Primary healthcare workers could improve public acceptance of a COVID-19 vaccine by discussing the possibility with patients now, despite trials still continuing among promising candidates, experts say.
Associate Professor Margie Danchin, consultant paediatrician and group leader in vaccine acceptance, uptake and policy at the Murdoch Children’s Research Institute in Melbourne, said while there was no confirmed COVID-19 vaccine, it was not too early for doctors to start preparing the public.
So far, public attitude toward a COVID vaccine in Australia has been fairly positive, with an April survey of more than 4000 Australians that showed more than 85% of individuals sampled would be willing to accept a vaccine if it became available.
More recently an international survey undertaken for the WHO found nearly 90% of Australians would take a vaccine, compared to a global 74% and 67% in the US.
But Professor Danchin said Australian patients may already want to talk with their doctor about the potential safety of vaccines that could come to market.
“There’s been a lot written that these vaccines are produced more quickly than normal, so the number one concern will be around safety,” she said.
“I think the other concerns will be around effectiveness with questions like ‘Do they work?’, ‘Is it worth me having the vaccine?’ and ‘If it’s effective, how many doses do I need?”

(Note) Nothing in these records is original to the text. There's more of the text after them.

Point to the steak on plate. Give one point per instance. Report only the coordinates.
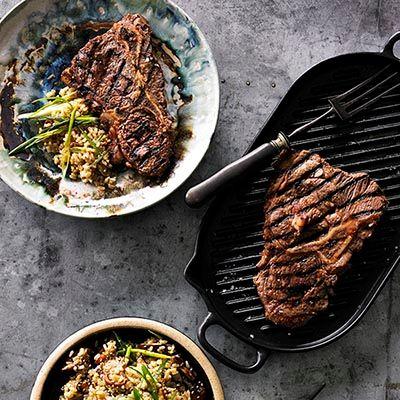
(119, 75)
(316, 217)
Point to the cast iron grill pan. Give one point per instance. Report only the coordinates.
(230, 239)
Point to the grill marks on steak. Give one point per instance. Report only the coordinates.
(316, 217)
(119, 75)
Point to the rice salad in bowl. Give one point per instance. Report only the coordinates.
(127, 358)
(120, 370)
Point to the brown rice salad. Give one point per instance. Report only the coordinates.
(119, 370)
(73, 138)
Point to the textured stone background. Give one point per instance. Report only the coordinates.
(59, 274)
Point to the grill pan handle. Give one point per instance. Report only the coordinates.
(210, 320)
(199, 194)
(389, 46)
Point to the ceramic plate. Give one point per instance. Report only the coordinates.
(38, 34)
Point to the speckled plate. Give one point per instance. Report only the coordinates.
(21, 31)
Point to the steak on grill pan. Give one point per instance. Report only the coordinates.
(118, 73)
(316, 217)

But patients may also be deterred by the recent suggestion from Prime Minister Scott Morrison that any vaccine against COVID-19 should be mandatory.
AMA president Dr Omar Khorshid, came out swinging against the suggestion, saying the priority should be to develop a national COVID-19 vaccine distribution planso at-risk groups and health professionals were among the first to receive a TGA approved vaccine. (An advisory group in the US has just released a priority framework that would give the vaccine first to high-risk health workers, first responders, people with comorbidities and older people living with others.)
“There are of course implementation issues yet to be tackled about how to distribute a vaccine to those who need it,” Dr Khorshid said.
Professor Danchin agreed, saying discussing mandatory regulation too early could further damage public confidence towards vaccination.
“We don’t even know the safety and effectiveness profile of these vaccines, and before you can realistically consider mandatory vaccination, you would have to show voluntary uptake was not sufficient, and that enough supplies were available to the public,” she said.
Instead, Professor Danchin said primary healthcare workers were in a trusted position to start building communication with their patients about COVID vaccines, which would encourage empathy and trust.
And in research around vaccine acceptance, trust was found to be more importantin encouraging public acceptance of vaccines, when compared with providing “lots of facts”, Professor Danchin said.
“GPs and healthcare providers are so crucial in terms of being trusted spokespeople,” she said.
“We know that an indicator of whether or not someone will give a vaccine to their child or themselves comes through their communication experience, such as if they feel heard and acknowledged, and if they trust the person they’re speaking to.”
And for more difficult conversations about vaccine acceptance, Professor Danchin suggested health professionals access the free SKAI resources developed by the National Centre for Immunisation Research and Surveillance.
“The SKAI resources offer training for providers in how to approach conversations and the steps they could go through so they are efficient, effective, and the patient, or parent, feels heard and acknowledged, and has trust in that dialogue,” Professor Danchin said.